I've always suspected this will be the case with Filecoin. Whether or not it is profitable depends on the ratio between storage and bandwidth costs. If you can store stuff cheaply but your bandwidth is expensive, then it make sense to store junk data if your hard drives are not full.

Filecoin really has two incentive mechanisms: A proof-of-storage-hardware mining scheme similar to proof of work which does not preclude storing useful data, along with a retrieval market which should make storing useful data more profitable than not in most cases.

Maybe we need a bandwidth coin as well ...

Martti Malmi (and I) are working on that:


Our testnet has already pushed ~1TB of data in a day on a P2P network that cost ~$99 to operate. (Internet Archive, D.Tube, Notabug.io, and others run us in production).

I'm hoping bandwidth + Filecoin will be the perfect combo for devs to replace AWS/Azure/gCloud/S3/etc. for about ~85% cheaper than current centralized rates. (As calculated by our 300GB / 100M 1kb per record test here, a few years ago: https://www.youtube.com/watch?v=x_WqBuEA7s8 ).

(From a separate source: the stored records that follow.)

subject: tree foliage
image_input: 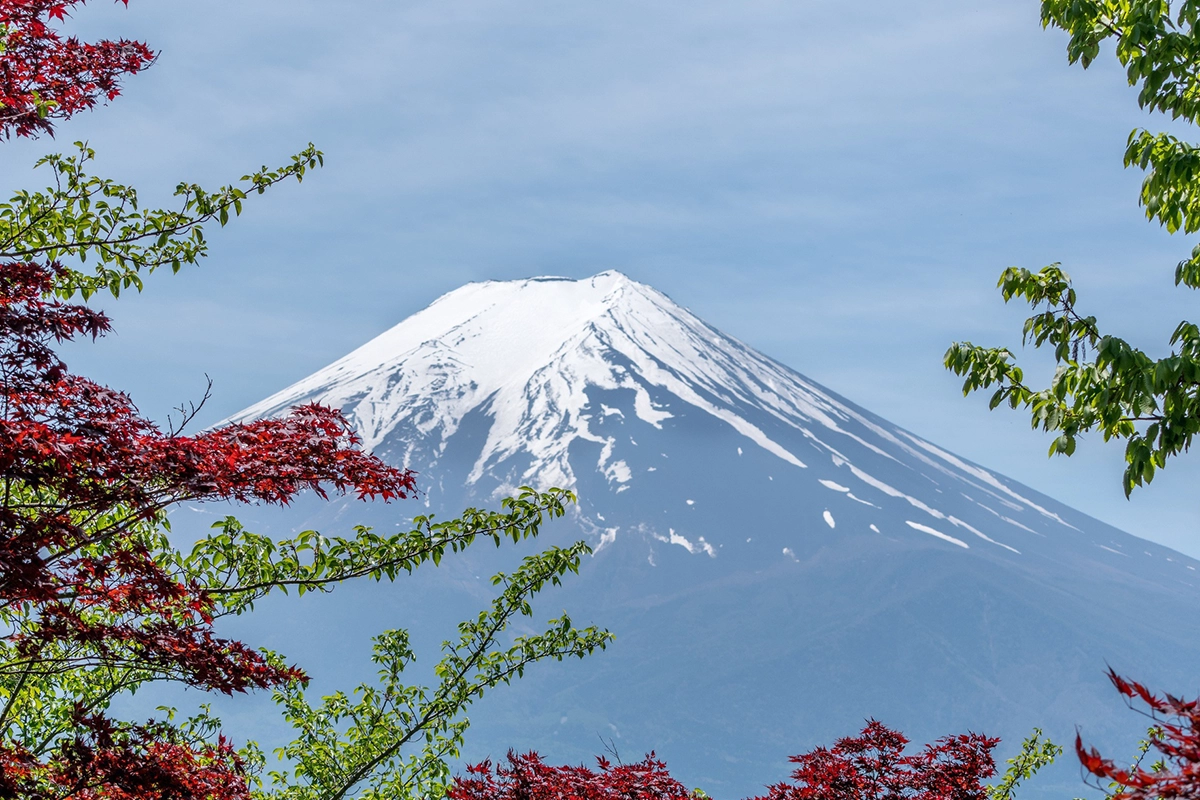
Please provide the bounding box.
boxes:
[0,0,611,800]
[946,0,1200,495]
[0,0,155,137]
[1075,669,1200,800]
[446,720,1003,800]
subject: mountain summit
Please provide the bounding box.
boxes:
[234,272,1200,796]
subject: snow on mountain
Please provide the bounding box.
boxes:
[226,272,1200,796]
[234,271,1104,566]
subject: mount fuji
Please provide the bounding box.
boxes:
[223,272,1200,798]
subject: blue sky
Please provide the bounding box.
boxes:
[11,0,1200,555]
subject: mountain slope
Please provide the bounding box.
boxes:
[223,272,1200,796]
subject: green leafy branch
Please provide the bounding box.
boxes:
[266,542,612,800]
[988,728,1062,800]
[170,486,575,615]
[944,264,1200,497]
[1042,0,1200,288]
[0,142,324,299]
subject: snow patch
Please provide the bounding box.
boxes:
[905,519,971,549]
[654,528,715,558]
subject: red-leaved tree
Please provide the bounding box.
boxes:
[446,720,1000,800]
[446,751,692,800]
[1075,669,1200,800]
[0,261,413,800]
[0,0,155,136]
[756,720,1000,800]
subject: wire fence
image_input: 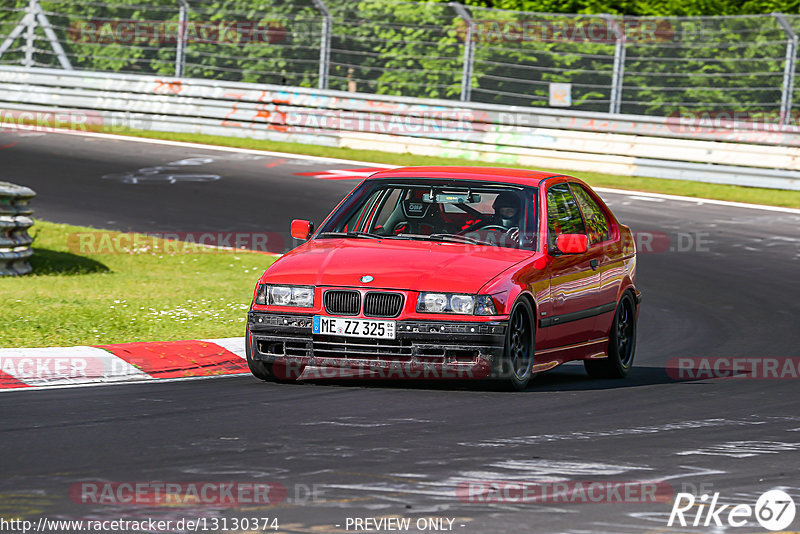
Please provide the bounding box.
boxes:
[0,0,800,124]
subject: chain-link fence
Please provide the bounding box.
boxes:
[0,0,800,124]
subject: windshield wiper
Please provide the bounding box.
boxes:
[399,234,495,246]
[317,232,397,239]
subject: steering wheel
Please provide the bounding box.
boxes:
[479,224,511,233]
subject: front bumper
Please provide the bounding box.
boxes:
[248,311,507,379]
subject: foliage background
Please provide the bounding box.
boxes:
[0,0,800,120]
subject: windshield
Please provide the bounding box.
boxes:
[315,180,537,249]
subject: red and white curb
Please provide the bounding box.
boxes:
[0,337,249,391]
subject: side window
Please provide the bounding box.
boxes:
[370,188,405,231]
[571,184,609,246]
[547,183,586,247]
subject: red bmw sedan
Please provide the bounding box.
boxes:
[246,167,641,390]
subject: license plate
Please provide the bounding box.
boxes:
[311,315,395,339]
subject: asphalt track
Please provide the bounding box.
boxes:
[0,127,800,534]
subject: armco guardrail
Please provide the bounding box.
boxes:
[0,182,36,276]
[0,67,800,190]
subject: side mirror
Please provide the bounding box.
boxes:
[290,219,314,241]
[556,234,589,254]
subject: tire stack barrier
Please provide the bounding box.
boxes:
[0,182,36,276]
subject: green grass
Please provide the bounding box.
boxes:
[0,220,274,347]
[109,128,800,208]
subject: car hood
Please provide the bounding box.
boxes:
[262,239,533,293]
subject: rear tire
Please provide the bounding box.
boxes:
[583,292,636,378]
[500,298,536,391]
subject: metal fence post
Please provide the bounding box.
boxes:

Now we just need a kickawesome CPU/GPU coin that isn't slow/bottlenecked. Anybody know one that could unify with IPFS + GUN?

I’m curious what exactly you are talking about. It sounds like you were getting an 11 megabit connection for $99? What is the product?

IIRC each proof also contains a little bit of the data, so over time the original data is transmitted.

that sounds like the exact opposite of a zero-knowledge proof: https://en.wikipedia.org/wiki/Zero-knowledge_proof

This project (I mean IPFS) startet with a very interesting goal. Now it seems they have totally derailed and went the blockchain based virtual currency way. So sad. Instead they should have invested their energy into better integrating IPFS eg. into browsers.

Last I checked, FileCoin was just an incentive layer for IPFS, not a core part of the protocol. Close association between Protocol Labs and the Ethereum community doesn't inspire me with confidence, but as long as IPFS works without it, I'm happy.

Link to the Filecoin FAQs: https://filecoin.io/faqs/

What stops a filecoin miner from storing all replicas to S3? If nothing, then why use filecoin at all? Economies of scale would dictate that the most successful filecoin miners would simply be cloud storage providers by another name (but paid in tokens instead).

it's possible that some miners choose to store their data on S3 or some other large/well known cloud provider. However, miners have other options as well. For instance, they could store their data in their own data centers or with more start-up storage providers without needing all the marketing resources that Amazon, Microsoft, Google, etc. have.

One of the use cases I'm looking forward to seeing from Filecoin though is for regular folks with desktops that have extra storage capacity to just rent that capacity out. Right now the extra 500GB of storage space I have is just an unutilized resource waiting to be made use of. Additionally, it allows people to basically swap data capacity so I'll store 500GB of data for other people, and in return I'll use that Filecoin to pay other people to store my data. This is could be very useful for personal data backup where my primary requirement is that my data live somewhere else that is not on my computer.

> What stops a filecoin miner from storing all replicas to S3?

Being undercut by Amazon running Filecoin on their own?

So filecoin would just be a slower, less scalable, and more costly way to pay for S3?

Just put it on Saito and pay for it to stay on-chain for however long you need.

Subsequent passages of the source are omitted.